I ask as someone who's been building a personal knowledge base of sorts of which one key component is Anki / SRS.
This should have been in the article. From the title, I was expecting something completely else; reading the article I thought "nothing new" and eventually I was left with "there's some dude doing something".
As a daily Anki user, this seems interesting though.
They're both tools that use spaced repetition [1].
The OP made it sound like Hickory is automatically generating cards based on what a user reads. It also sounds like Hickory is doing more analytics. Of course, Anki is open-source, so it could be augmented to do these.
The analytics are definitely useful. I re-read it and it does seem like Hickory automatically divides any text into flash-cards. Not sure how effective that is in reality though.
I wonder if they plan to tackle other educational settings in the future (e.g. schools, self-studying individuals, etc). Am also curious to know if the card design happens automatically or maybe the customer selects from different card types depending on content. The space of tech products that help improve learning seems more sparse than it should be.

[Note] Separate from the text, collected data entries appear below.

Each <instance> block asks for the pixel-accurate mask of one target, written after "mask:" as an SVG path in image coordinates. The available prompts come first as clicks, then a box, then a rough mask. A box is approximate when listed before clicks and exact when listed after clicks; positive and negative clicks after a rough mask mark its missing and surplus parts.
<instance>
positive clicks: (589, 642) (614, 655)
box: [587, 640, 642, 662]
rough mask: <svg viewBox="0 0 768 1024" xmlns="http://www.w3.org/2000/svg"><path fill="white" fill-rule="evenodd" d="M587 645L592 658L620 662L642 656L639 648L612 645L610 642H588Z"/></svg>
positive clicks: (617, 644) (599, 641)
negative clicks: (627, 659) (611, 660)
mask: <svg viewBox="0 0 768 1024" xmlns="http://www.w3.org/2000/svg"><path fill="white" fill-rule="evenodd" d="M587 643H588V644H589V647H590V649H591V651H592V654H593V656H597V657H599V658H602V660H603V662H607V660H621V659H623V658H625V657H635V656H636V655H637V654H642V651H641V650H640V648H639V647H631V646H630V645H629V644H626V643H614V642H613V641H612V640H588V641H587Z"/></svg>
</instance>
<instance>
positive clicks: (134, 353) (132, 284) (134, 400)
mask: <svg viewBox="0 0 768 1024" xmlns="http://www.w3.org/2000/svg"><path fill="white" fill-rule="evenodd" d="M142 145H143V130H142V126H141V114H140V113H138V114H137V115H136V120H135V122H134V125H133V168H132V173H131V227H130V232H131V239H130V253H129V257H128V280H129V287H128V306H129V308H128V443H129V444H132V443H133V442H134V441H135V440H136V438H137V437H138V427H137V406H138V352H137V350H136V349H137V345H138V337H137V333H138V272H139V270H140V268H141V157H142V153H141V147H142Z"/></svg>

We'll see regarding other educational settings, right now it's very targeted on these sales / customer service. What we learn here however can be applied anywhere.
Card types are a bit automagic and templatized based on the course type. I.e. if it's a sales pitch there are different templates & exercises than if it's about a product.
"The space of tech products that help improve learning seems more sparse than it should be." -- Completely agree.
I tried to figure out what this app is doing for a few minutes, my understanding after reading a title was that it reminds me about e.g. my keys or wallet before leaving the house :-) It would carry so much more information if you phrased it in a way that mentions learning.
Anyplace and bite-sized learning, even before personalizing it to a commute or using other data, seems totally green field. Most corporate training is just videos. Pretty exciting.
This is 100% for me. I am the world's worst forgetful bear. And by my at least my subjective experience, the number of times I think back to the thing at spaced intervals determines in a large degree the likelihood that I am going to remember it longer.